En consulta, muchas personas comentan que el cambio más importante no fue que desaparecieran todas las molestias, sino volver a hacer cosas que habían dejado de hacer casi sin darse cuenta. Caminar sin pensar constantemente en la espalda, dormir toda la noche, trabajar varias horas sin cambiar de postura cada pocos minutos o recuperar la confianza para volver a practicar deporte suelen ser señales de que la recuperación avanza.
Ese cambio de perspectiva resulta útil porque el dolor lumbar rara vez condiciona un único aspecto de la vida. Cuando mejora, normalmente también lo hace la forma de moverse, de descansar y de afrontar el día a día.
¿Qué tipos de dolor lumbar pueden tratarse con acupuntura?
Agrupar todos los dolores lumbares bajo una misma etiqueta simplifica un problema que, en realidad, tiene muchas caras.
La región lumbar soporta buena parte de las cargas del cuerpo y en ella participan músculos, ligamentos, articulaciones, discos intervertebrales y estructuras nerviosas. Cuando una de esas piezas deja de funcionar correctamente, el síntoma puede parecer el mismo, pero la causa no lo es.
Por eso, antes de plantear cualquier tratamiento, merece la pena detenerse en una pregunta sencilla: ¿de dónde procede realmente el dolor?
Responderla permite decidir si la acupuntura puede aportar valor o si conviene orientar el tratamiento hacia otra dirección.
Lumbalgia mecánica
Es el tipo de dolor lumbar que con más frecuencia llega a consulta.
Suele aparecer después de esfuerzos repetidos, muchas horas sentado, movimientos poco habituales o una combinación de sedentarismo y pérdida de condición física.
Lo característico es que las molestias cambian con el movimiento. Hay posturas que alivian y otras que empeoran claramente el dolor.
Cuando la exploración confirma este origen, la acupuntura puede favorecer una disminución de la tensión muscular y facilitar la recuperación. Ahora bien, si los factores que provocaron el problema siguen presentes, lo más probable es que las molestias reaparezcan tarde o temprano. Por eso el tratamiento no suele limitarse a controlar el episodio actual.
Dolor lumbar crónico
Cuando el dolor permanece durante meses, cambia algo más que el tiempo de evolución.
Muchas personas modifican su forma de moverse casi sin darse cuenta. Caminan menos, evitan determinados gestos, dejan de hacer ejercicio o limitan actividades que antes realizaban con normalidad porque temen que el dolor aumente.

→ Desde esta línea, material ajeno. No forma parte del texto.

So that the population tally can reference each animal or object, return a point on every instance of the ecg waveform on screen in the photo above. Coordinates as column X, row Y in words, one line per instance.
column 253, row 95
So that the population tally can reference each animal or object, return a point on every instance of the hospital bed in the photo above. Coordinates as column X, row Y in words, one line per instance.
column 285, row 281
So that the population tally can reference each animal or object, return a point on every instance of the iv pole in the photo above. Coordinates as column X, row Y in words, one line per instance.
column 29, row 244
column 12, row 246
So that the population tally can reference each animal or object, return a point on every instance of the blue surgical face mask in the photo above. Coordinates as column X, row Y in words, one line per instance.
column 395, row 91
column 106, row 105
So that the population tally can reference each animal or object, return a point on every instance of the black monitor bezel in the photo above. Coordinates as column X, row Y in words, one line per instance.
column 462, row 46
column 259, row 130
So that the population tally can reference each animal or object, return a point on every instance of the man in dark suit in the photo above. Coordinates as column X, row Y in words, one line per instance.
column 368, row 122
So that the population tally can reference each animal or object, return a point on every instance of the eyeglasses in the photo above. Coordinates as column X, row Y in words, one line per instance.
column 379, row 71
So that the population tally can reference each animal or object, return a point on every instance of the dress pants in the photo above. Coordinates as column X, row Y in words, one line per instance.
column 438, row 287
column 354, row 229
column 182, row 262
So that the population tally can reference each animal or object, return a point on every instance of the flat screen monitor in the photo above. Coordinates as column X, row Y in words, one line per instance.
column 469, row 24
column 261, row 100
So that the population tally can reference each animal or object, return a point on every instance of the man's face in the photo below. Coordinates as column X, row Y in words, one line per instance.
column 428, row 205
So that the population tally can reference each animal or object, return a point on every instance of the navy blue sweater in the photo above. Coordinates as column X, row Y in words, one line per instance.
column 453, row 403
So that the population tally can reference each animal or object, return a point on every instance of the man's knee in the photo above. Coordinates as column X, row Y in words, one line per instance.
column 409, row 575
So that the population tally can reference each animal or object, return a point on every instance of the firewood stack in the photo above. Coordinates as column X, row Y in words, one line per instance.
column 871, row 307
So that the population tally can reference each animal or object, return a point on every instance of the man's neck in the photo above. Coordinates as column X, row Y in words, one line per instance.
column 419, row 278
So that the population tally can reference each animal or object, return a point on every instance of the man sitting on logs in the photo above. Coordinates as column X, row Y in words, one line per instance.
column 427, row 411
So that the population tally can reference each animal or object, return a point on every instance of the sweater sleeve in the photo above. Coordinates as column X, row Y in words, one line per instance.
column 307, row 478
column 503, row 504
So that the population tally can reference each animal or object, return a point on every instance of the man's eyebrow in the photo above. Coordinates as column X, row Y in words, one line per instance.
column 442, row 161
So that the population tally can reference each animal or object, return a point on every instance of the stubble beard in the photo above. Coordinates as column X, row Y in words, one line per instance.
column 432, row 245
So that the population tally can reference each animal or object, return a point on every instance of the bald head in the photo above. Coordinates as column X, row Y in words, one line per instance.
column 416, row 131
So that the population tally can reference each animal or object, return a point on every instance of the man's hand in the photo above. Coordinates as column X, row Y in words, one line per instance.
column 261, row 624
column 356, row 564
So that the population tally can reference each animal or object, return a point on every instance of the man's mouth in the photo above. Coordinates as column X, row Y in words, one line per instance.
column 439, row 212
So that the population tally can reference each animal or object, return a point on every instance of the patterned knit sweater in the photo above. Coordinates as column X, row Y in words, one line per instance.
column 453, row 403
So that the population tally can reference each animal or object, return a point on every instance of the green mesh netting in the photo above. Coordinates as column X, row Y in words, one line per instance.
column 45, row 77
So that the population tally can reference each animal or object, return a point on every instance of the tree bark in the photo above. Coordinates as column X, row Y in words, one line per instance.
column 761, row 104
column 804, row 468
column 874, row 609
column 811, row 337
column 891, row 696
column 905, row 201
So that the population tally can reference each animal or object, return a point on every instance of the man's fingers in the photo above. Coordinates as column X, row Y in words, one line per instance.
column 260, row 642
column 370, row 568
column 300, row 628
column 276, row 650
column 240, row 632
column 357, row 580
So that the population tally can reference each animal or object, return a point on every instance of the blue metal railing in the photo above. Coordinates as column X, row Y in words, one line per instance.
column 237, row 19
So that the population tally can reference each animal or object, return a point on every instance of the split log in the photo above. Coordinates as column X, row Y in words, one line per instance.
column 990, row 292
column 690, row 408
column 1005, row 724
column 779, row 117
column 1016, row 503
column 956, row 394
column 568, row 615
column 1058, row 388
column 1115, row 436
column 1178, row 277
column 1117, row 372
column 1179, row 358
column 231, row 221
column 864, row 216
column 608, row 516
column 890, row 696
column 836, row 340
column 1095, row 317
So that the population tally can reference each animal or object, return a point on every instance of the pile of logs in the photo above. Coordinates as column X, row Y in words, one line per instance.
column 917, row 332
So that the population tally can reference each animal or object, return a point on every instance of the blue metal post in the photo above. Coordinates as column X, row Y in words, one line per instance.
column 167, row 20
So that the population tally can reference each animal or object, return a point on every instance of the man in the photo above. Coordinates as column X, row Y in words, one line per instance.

Esa adaptación, aunque comprensible, puede terminar perpetuando el problema.
En este contexto, la acupuntura puede formar parte de una estrategia más amplia orientada a recuperar movilidad y romper esa dinámica de inactividad progresiva.
Si quieres profundizar en este tipo de tratamiento, puedes consultar esta guía sobre ¿Por qué la acupuntura funciona para el dolor crónico cuando otros tratamientos fallan?.
Sobrecarga muscular
No todas las sobrecargas tienen el mismo origen.
En algunos casos aparecen después de una jornada especialmente exigente. En otros, tras semanas manteniendo la misma postura delante del ordenador o realizando movimientos repetitivos sin apenas variación.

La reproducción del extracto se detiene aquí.